Ankommen statt Abschotten – 10 Jahre nach 2015

Wie könnte eine Politik aussehen, die auf Ankommen statt Abschotten setzt? Was können wir lernen aus 2015? Und wo sind die Orte, an denen der restriktiven Politik von oben eine solidarische Politik von unten entgegengesetzt wird? Diesen Fragen haben wir über das im Jahr 2025 fünf Sonderausgaben zu Flucht und Migration gewidmet.

Mit der wochentaz vom 20. Dezember findet das Projekt seinen Abschluss. Es ist keine besinnliche Zeitung geworden – aber eine, die sich um ein Thema dreht, das zu Weihnachten einen besonderen Klang bekommt. Wir beschäftigen uns mit der Frage, was „Zuhause“ eigentlich ist, was es braucht, um sich an einem Ort zu Hause zu fühlen – und wie die Hoffnung darauf oft zerstört wird.

Alle Texte aus dieser Sonderausgaben erscheinen nach und nach hier. In dem Online-Schwerpunkt finden Sie auch die Texte aus den vier vorherigen Sonderausgaben.

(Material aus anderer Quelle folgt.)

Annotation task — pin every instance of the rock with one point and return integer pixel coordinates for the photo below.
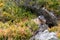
(46, 35)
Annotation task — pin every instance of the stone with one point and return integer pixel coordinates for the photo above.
(46, 35)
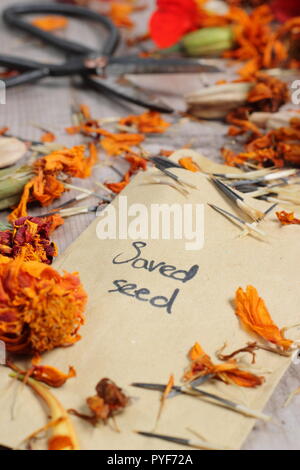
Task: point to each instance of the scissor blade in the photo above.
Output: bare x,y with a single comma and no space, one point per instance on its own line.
149,65
164,437
128,92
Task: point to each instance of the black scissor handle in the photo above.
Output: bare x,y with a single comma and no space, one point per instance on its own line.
12,17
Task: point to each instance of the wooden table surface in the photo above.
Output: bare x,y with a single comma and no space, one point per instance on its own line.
48,104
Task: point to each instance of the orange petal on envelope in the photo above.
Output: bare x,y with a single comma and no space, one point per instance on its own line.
253,313
228,372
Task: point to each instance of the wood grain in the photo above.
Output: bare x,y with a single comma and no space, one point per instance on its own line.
48,104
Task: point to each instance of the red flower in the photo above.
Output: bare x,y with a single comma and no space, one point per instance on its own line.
285,9
171,20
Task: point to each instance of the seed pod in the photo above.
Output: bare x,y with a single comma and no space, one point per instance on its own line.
11,150
216,101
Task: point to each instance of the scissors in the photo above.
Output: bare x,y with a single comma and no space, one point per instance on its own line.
97,67
194,391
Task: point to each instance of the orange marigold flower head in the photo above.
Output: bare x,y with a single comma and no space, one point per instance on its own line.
29,239
39,308
50,22
254,315
287,218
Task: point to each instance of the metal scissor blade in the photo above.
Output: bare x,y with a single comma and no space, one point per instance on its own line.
164,437
149,65
127,92
164,162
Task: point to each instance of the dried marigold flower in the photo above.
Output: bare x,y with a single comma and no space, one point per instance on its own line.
39,309
50,23
229,372
287,218
136,162
254,315
46,374
110,399
29,239
119,13
48,137
189,164
118,187
44,187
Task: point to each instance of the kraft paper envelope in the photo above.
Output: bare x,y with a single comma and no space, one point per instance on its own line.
129,340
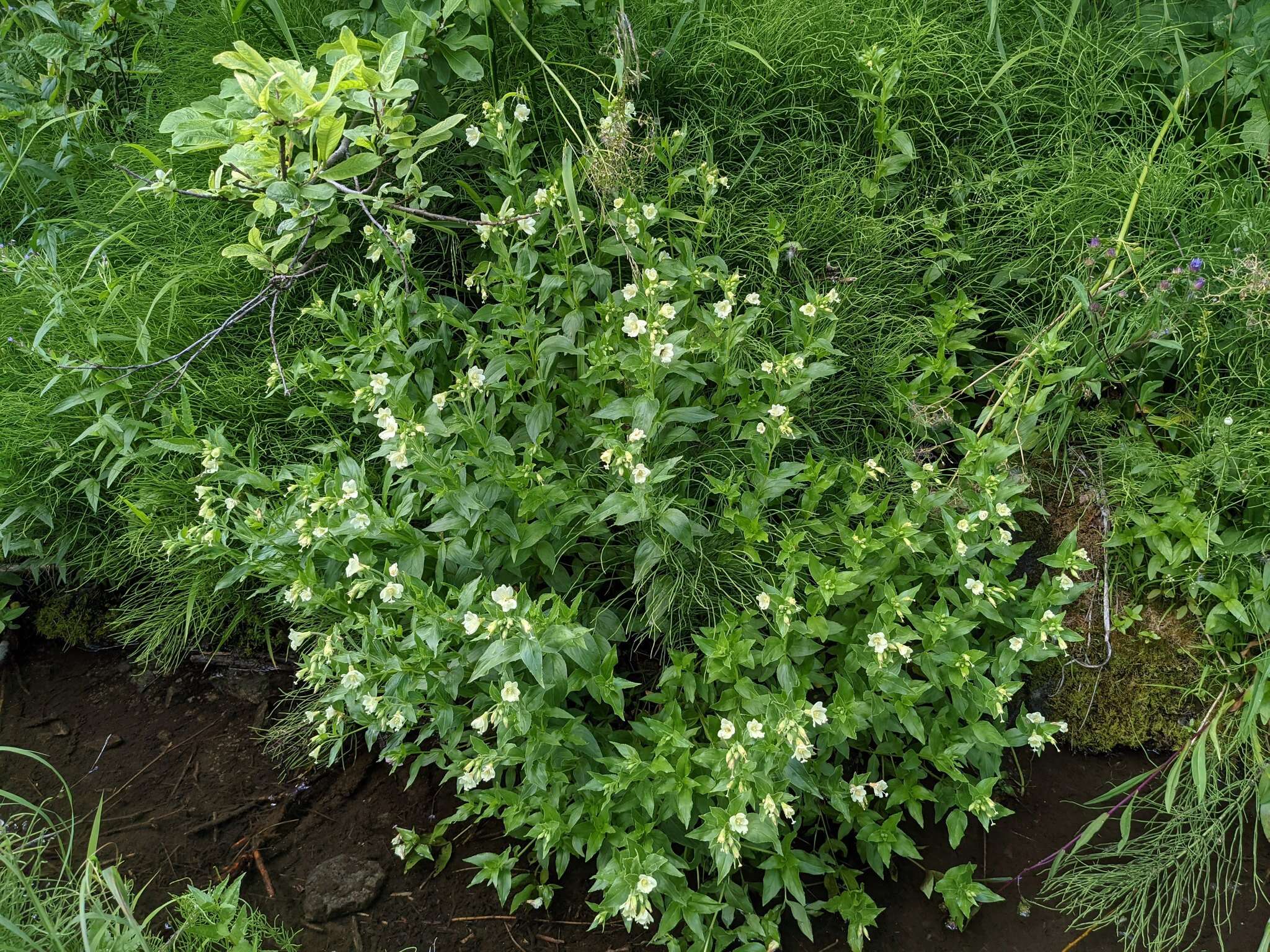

Eines ist mir in dieser Zeit besonders aufgefallen: Wie intim ich Küchen finde. Schlafzimmer, Wohnzimmer, Bad – unkomplizierte Räume. In einer Küche derweil gibt es unzählige Objekte, die es zu arrangieren gilt, von der Küchenschere über den Tee bis zur beschichteten Pfanne, und jede Platzierung erscheint bis zum Ende durchdacht. Jeder Mensch organisiert seine Küche nach einem ganz eigenen System. Wenn ich in einer neuen Wohnung keine Einführung in die Küche bekomme, wird die Suche nach der Reibe zum Hürdenlauf. Ich fühle mich selten so fremd wie in der Küche einer anderen Person. Es ist bei jedem Umzug so, als müsse ich mich in einer gänzlich neuen Welt zurechtfinden.

Ist Zuhause also die beschichtete Pfanne? Vielleicht. Vielleicht ist es auch das Gefühl, das mit dieser Pfanne verbunden ist. Ein Gefühl von Ordnung, von Sicherheit, möglicherweise von Intimität. Man weiß, wo sie ist, wie man sie benutzt, in welche Rituale man sie einbettet, wenn man erschöpft von der Arbeit kommt und wieder mit der Kollegin aneinandergeraten ist. Dann kocht man das Curry mit Reis, vergisst die Ängste, schöpft Kraft, sitzt mit den Menschen zusammen, die man liebt, versorgt sich und die anderen.

Zuhause ist möglicherweise mehr, es bedeutet auch etwas zu haben, das einem selbst gehört; es geht nicht um die Pfanne im eigentlichen Sinne, sondern darum, dass man die Pfanne kaputt machen oder wegwerfen kann, wenn man möchte. Es geht um Selbstbestimmung, auch um Kontrolle. Kein Zuhause zu haben, bewirkt ein Gefühl von Ohnmacht, führt zu Abhängigkeit von anderen. Man kennt die Regeln und die Gepflogenheiten nicht, die kulturellen Codes, die No-Gos und die Gos. Es ist leicht, sich verloren zu fühlen.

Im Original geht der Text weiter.